Bardziej przeraziło go to, co usłyszał - wściekłe warczenie. Od razu padł na kolana, do bezpiecznej pozycji, którą wbijano mu od dziecka na wypadek, gdyby do rezydencji wpadły groźne psy. Zaraz ciszę rozerwał donośny, pełen drwiny śmiech. Sora nie poruszył się, kiedy otoczyła go piątka wysokich mężczyzn. Z żadnym z nich nie miał szans. Ta dziewczyna wpakowała go w śmiertelną pułapkę!
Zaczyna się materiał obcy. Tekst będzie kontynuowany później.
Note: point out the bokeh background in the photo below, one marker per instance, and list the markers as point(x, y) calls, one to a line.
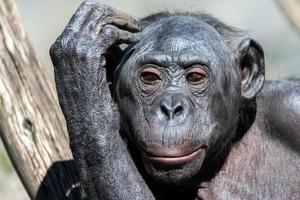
point(262, 19)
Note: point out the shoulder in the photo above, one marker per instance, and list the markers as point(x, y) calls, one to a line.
point(278, 104)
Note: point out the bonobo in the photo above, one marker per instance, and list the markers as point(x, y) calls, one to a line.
point(181, 113)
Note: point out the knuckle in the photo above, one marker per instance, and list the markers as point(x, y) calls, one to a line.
point(110, 30)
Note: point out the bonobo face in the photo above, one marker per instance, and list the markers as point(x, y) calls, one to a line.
point(179, 94)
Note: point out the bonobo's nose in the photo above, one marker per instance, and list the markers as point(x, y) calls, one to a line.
point(173, 107)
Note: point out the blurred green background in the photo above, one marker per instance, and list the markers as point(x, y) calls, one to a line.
point(263, 19)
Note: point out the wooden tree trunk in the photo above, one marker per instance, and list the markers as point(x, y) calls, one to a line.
point(32, 126)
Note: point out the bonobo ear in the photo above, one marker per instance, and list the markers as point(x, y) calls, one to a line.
point(251, 62)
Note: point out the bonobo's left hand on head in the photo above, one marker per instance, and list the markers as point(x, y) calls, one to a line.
point(80, 62)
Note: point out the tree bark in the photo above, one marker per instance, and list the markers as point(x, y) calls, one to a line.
point(32, 126)
point(291, 8)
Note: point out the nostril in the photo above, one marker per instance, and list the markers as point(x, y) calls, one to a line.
point(165, 110)
point(178, 110)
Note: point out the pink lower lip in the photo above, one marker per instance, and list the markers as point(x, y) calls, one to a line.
point(176, 160)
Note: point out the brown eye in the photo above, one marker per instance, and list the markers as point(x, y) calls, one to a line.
point(150, 75)
point(195, 75)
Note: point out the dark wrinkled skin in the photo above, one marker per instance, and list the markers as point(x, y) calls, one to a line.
point(129, 129)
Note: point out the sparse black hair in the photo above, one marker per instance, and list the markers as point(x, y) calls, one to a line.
point(230, 33)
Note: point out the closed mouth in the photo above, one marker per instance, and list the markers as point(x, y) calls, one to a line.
point(176, 160)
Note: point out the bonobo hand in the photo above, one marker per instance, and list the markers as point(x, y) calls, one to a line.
point(80, 61)
point(78, 58)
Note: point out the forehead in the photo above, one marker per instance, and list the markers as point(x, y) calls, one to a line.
point(180, 33)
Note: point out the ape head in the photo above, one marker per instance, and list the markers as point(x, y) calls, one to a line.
point(180, 89)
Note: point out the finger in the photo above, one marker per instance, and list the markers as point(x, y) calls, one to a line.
point(128, 23)
point(117, 36)
point(126, 37)
point(79, 18)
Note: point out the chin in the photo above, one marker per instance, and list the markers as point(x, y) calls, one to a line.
point(174, 171)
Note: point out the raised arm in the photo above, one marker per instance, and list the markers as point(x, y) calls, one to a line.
point(80, 62)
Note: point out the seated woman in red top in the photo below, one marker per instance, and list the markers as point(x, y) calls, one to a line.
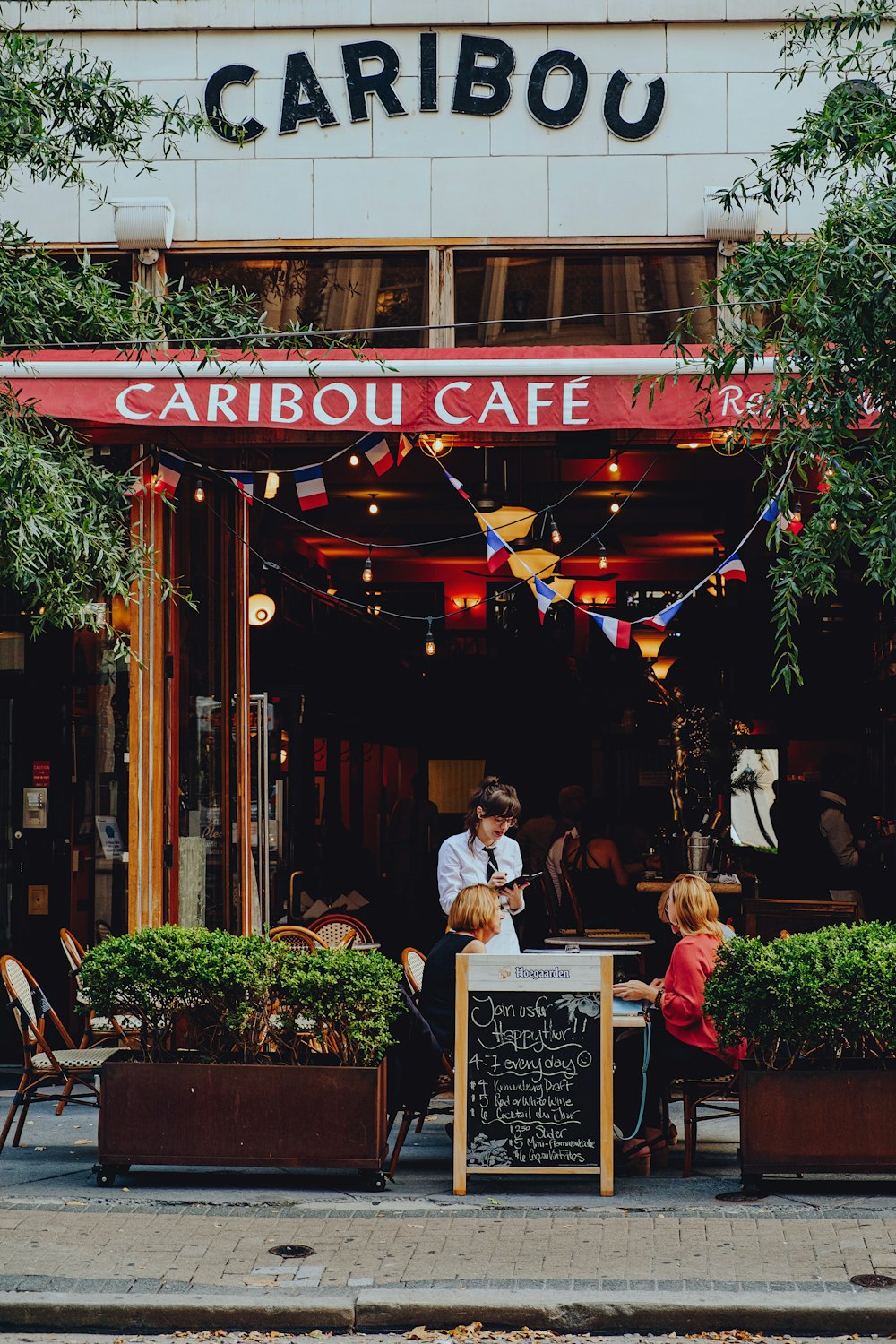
point(684, 1042)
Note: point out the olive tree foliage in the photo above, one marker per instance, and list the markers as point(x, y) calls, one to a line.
point(823, 306)
point(64, 519)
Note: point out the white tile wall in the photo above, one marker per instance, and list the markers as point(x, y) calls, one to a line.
point(43, 209)
point(311, 140)
point(516, 132)
point(284, 194)
point(474, 198)
point(366, 198)
point(607, 198)
point(441, 174)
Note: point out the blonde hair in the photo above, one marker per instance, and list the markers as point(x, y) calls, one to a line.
point(473, 908)
point(696, 908)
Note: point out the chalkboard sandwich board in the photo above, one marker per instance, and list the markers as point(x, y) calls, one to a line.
point(533, 1066)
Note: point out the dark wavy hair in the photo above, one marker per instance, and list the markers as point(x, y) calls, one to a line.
point(495, 800)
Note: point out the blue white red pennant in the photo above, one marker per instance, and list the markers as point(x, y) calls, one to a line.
point(405, 445)
point(661, 620)
point(168, 475)
point(732, 567)
point(376, 451)
point(495, 550)
point(309, 487)
point(544, 596)
point(245, 483)
point(618, 632)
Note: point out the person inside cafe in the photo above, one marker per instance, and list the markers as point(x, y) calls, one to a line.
point(683, 1042)
point(484, 852)
point(474, 921)
point(589, 863)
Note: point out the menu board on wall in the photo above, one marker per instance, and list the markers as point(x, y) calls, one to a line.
point(533, 1066)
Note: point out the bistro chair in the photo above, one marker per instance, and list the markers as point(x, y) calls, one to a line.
point(298, 937)
point(43, 1066)
point(413, 965)
point(335, 927)
point(97, 1030)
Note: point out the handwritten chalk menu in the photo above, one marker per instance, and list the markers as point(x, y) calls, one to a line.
point(533, 1066)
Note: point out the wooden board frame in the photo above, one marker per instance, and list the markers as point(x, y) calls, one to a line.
point(504, 967)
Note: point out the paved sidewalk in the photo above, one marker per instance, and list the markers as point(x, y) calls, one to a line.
point(191, 1249)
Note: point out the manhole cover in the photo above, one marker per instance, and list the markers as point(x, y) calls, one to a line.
point(739, 1196)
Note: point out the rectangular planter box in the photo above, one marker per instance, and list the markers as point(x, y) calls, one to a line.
point(191, 1115)
point(817, 1121)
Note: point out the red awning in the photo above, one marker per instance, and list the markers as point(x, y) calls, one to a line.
point(463, 392)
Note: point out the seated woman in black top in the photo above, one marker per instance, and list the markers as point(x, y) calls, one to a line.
point(474, 918)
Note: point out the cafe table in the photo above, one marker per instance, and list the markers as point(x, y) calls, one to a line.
point(656, 886)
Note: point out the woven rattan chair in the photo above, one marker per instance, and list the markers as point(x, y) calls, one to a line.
point(297, 937)
point(97, 1030)
point(45, 1067)
point(413, 965)
point(335, 929)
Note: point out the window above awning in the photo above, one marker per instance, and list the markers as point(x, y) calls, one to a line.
point(461, 392)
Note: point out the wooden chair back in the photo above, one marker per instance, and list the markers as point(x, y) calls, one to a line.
point(298, 937)
point(769, 919)
point(413, 965)
point(336, 927)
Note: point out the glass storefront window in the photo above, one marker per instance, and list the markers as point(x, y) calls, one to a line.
point(349, 293)
point(610, 298)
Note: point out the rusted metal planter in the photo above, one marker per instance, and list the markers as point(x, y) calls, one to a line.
point(817, 1120)
point(193, 1115)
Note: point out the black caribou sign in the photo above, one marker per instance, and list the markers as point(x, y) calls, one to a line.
point(482, 88)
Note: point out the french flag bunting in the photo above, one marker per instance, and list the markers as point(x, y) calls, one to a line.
point(168, 475)
point(405, 445)
point(544, 596)
point(376, 451)
point(495, 550)
point(309, 487)
point(245, 483)
point(732, 567)
point(458, 487)
point(661, 620)
point(618, 632)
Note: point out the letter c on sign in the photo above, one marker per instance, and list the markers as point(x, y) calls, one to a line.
point(440, 403)
point(121, 401)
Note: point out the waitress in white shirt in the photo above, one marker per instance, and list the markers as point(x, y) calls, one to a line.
point(485, 852)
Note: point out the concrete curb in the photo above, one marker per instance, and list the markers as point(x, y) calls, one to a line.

 - No już! Rozejść się! - przemówił ten sam głos, który przed chwilą się śmiał. - Co my tu za zbłąkaną owieczkę mamy?

- Przysyła mnie...

- Gówno mnie to obchodzi - warknął mężczyzna, zapewne zaciągając się cygarem albo zwykłą fajką, bo do nozdrzy Sory dotarł paskudny odór dymu tytoniowego. - Podnieście go. - Dwaj mężczyźni wykonali rozkaz i podnieśli Sorę, że teraz wpatrywał się w twarz nieznajomego. - Jestem Midari Jinta, a ty masz prawdziwego pecha, żeś tu trafił. 

Sora zbladł, żałując każdej decyzji, którą podjął od momentu pomyślenia o wypuszczeniu Bakugou. Przez to jego życie zakończy się w tak beznadziejny sposób. Czy zasługiwał na taki koniec, skoro każdy, kogo spotkał chciał go zabić? Shigaraki, teraz Jinta? To tylko pokazywało, jakim tchórzem i słabeuszem był Sora. Nie chciał tego. Potrzebował siły i odwagi, a ponoć tutaj miał to znaleźć.

- Przysyła mnie Kamiya - odezwał się głośno, aby każdy go usłyszał. Chichoty ucichły, a Midari podszedł bliżej dzieciaka, chcąc uważnie mu się przyjrzeć. - Powiedziała, że tu znajdę to, czego szukam.

- A czego szukasz? - prychnął lider całej grupy.

- Szansy na zemstę.

Mężczyźni znów wybuchli kpiącym śmiechem. Sora ich za to nie winił. Takie słowa w ustach kogoś tak niepozornego brzmiały jak niezły dowcip. Jednak Midari nie podzielał radości swoich towarzyszy. Analizował Sorę jak jakiś okaz w zoo. Nie dostrzegł zawahania, kiedy o tym mówił, więc nie był to jakiś dziecięcy kaprys. Wyjął z ust papierosa, trzymając go między palcami. Kamiya go tu przyprowadziła? A to ciekawe. Jinta przykucnął, a jego ciemne oczy znajdowały się na wysokości złotych oczu Sory. Widział w nich jego strach, ale nie bawiło go to tak jak na początku.